Nous pourrions simplement interpréter la sculpture de Leonardo da Vinci par une phrase/slogan : un Toscan rendant hommage à un autre Toscan et l'interprétant ! En effet, la Florentine Eleonora Francioni, qui constitue avec Antonio Mastromarino le duo artistique Francioni Mastromarino, actuellement actif à Pietrasanta (Toscane), a créé, par le biais de l'association susmentionnée, une œuvre d'art probablement destinée à célébrer Léonard de Vinci, le génie incontesté du monde de l'art de tous les temps, né à Vinci (Toscane) en 1452. En particulier, la sculpture de Francioni Mastromarino semble s'inspirer de l'Autoportrait, que l'artiste toscan a exécuté en 1517, aujourd'hui conservé à la Bibliothèque royale de Turin. Ce dessin à la sanguine sur papier représente le maître dans les dernières années de sa vie, une période où, alors âgé, avec une longue et épaisse barbe et un regard renfrogné, il passait le crépuscule de son existence en France, où il avait été appelé au service de François Ier. La représentation susmentionnée est considérée non seulement comme une icône de l'histoire de l'art, mais aussi comme le seul véritable portrait de l'artiste auquel nous nous référons encore aujourd'hui lorsque nous essayons d'imaginer les traits du génie italien. Néanmoins, de nombreux spécialistes pensent que Léonard n'est pas l'homme à la sanguine, car les barbes et les cheveux longs n'étaient pas à la mode à l'époque où le dessin a été réalisé. En outre, le maître, à l'âge de 63 ans, période à laquelle l'œuvre date, a été frappé par une maladie qui a réduit sa capacité à articuler sa main droite, ce qui ne lui aurait pas permis de réaliser les détails de l'autoportrait. Malgré ces doutes sur la datation et l'identité du sitter, une certitude demeure : l'immortalité de l'œuvre de Léonard se perpétue dans le travail du duo Artmajeur.

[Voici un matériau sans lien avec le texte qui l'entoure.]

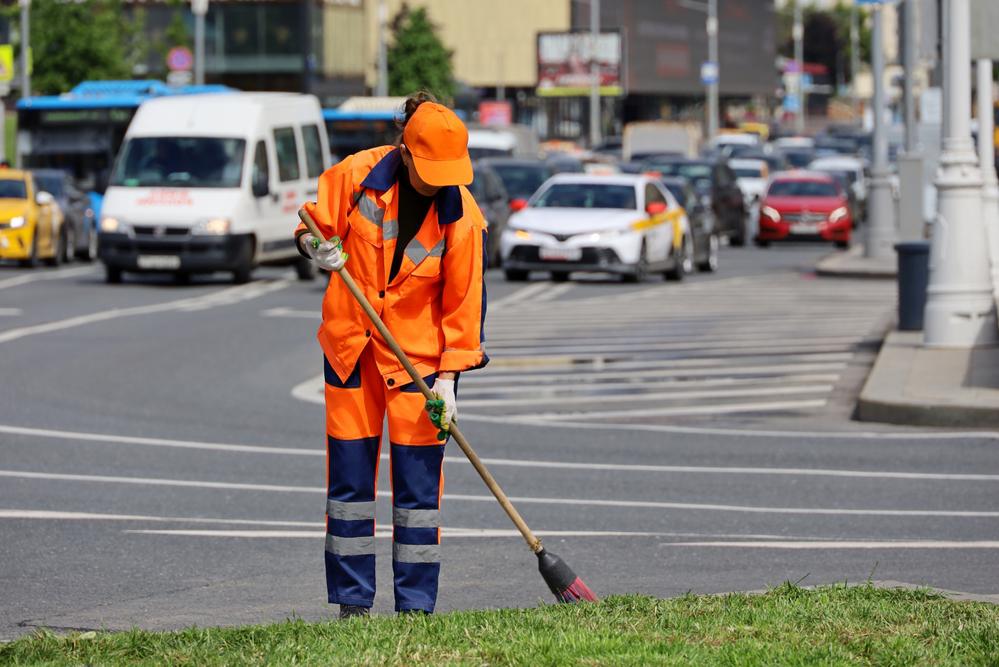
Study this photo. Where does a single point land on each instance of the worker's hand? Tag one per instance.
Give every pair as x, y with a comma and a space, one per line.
327, 255
444, 409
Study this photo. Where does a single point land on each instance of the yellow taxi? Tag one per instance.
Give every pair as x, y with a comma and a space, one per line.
31, 222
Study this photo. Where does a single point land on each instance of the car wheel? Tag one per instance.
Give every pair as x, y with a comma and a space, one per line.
305, 269
710, 263
515, 275
112, 275
641, 270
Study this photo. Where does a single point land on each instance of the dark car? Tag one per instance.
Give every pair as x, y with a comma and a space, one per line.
494, 202
715, 182
521, 178
81, 224
702, 222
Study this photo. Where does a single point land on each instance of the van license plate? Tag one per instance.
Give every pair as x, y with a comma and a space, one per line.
561, 254
159, 262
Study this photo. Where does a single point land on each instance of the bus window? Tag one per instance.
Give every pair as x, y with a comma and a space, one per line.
313, 151
287, 150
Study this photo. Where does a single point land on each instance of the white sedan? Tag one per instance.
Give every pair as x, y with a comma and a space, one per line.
624, 224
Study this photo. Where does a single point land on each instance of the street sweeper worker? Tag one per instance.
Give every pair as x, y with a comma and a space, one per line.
401, 221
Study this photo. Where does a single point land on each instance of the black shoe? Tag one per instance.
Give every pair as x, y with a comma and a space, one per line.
351, 610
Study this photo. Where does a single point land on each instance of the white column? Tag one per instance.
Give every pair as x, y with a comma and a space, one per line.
986, 160
881, 233
960, 311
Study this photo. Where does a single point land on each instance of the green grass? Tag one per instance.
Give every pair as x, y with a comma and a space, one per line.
786, 626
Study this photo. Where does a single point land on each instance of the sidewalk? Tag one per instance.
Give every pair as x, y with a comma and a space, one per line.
853, 264
919, 386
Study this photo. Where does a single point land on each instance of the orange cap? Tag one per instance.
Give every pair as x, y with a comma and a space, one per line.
438, 142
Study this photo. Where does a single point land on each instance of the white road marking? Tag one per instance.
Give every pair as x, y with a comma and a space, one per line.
518, 296
57, 274
625, 415
227, 296
500, 462
585, 502
663, 396
738, 432
847, 544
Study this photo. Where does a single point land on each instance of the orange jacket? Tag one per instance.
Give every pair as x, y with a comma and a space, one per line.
436, 304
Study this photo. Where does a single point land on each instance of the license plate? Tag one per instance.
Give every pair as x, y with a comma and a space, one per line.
561, 254
804, 228
159, 262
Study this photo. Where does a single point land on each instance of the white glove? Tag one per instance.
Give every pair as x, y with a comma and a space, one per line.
327, 255
444, 390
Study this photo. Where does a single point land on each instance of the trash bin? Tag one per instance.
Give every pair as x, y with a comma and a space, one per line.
913, 277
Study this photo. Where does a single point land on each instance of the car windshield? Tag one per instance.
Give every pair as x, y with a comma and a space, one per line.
802, 189
522, 180
587, 195
50, 183
12, 189
190, 162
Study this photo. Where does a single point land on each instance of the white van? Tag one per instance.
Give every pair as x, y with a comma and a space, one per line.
213, 182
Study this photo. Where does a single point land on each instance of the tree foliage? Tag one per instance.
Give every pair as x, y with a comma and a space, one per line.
826, 37
75, 41
417, 58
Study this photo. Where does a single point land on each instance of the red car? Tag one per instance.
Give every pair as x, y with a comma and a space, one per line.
805, 206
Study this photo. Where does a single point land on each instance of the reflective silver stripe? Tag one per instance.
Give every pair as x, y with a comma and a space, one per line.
438, 250
350, 546
390, 230
337, 509
416, 518
416, 252
370, 211
416, 553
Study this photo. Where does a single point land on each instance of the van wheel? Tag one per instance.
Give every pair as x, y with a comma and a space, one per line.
112, 275
242, 275
305, 269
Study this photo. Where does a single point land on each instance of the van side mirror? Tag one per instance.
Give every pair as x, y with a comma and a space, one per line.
260, 187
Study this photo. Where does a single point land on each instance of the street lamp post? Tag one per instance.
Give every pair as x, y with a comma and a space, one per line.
880, 239
798, 32
381, 89
25, 48
712, 29
594, 74
987, 163
960, 311
199, 8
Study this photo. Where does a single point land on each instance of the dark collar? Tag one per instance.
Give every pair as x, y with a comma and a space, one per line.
384, 175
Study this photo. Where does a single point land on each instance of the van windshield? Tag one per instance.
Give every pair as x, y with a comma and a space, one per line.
188, 162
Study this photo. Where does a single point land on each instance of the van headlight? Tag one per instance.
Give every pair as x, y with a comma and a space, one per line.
839, 214
213, 227
111, 225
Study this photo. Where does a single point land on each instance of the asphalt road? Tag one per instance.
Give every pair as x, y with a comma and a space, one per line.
161, 447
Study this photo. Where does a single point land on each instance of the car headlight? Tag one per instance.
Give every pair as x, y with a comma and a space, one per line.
111, 225
213, 227
839, 214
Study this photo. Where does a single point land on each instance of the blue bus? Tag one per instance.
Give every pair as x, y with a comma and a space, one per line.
81, 131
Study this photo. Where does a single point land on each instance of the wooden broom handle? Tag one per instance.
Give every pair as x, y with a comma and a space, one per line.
533, 542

Simone Parri, Pourquoi différent ?, 2016. Sculpture en bois et plastique, 107 x 76 x 5 cm / 2,00 kg.

Simone Parri : Pourquoi différent ?

À travers l'œuvre de Simone Parri, nous revenons une fois de plus à Florence, la ville où l'artiste travaille, inspirée toutefois par un contexte parfois résolument plus international, à tel point que son Pourquoi différent ?, qui vise probablement à promouvoir l'acceptation des différences, fait peut-être écho à l'œuvre de Július Koller (1939-2007), l'un des plus importants artistes d'Europe de l'Est actifs depuis les années 1960. La sculpture de l'artiste d'Artmajeur peut notamment être comparée à Question Mark b., une œuvre de 1969 réalisée à partir d'un plateau en bois muni de deux poignées ornées, que Koller a recouvert de peinture blanche et sur lequel il a ensuite gravé un grand point d'interrogation. Cet objet, décrit par le Slovaque lui-même comme une "anti-peinture". symbolise le contexte socio-politique incertain de la Tchécoslovaquie de l'époque, le pays où Koller a vécu et travaillé. En effet, dans ce dernier lieu, la situation politique est devenue plus répressive après 1968, au point que la production artistique d'avant-garde est devenue principalement une activité privée. Néanmoins, Koller a rejeté l'art académique plus traditionnel, choisissant de suivre les mouvements plus "subversifs", tels que Dada, le Nouveau Réalisme, l'Internationale Situationniste et Fluxus. Enfin, il convient de noter que, même dans les œuvres du groupe conceptuel "U.F.O", cet artiste a utilisé le point d'interrogation pour échapper à la situation politique difficile en se réfugiant dans des réalités parallèles, telles que des formes de vie extraterrestres.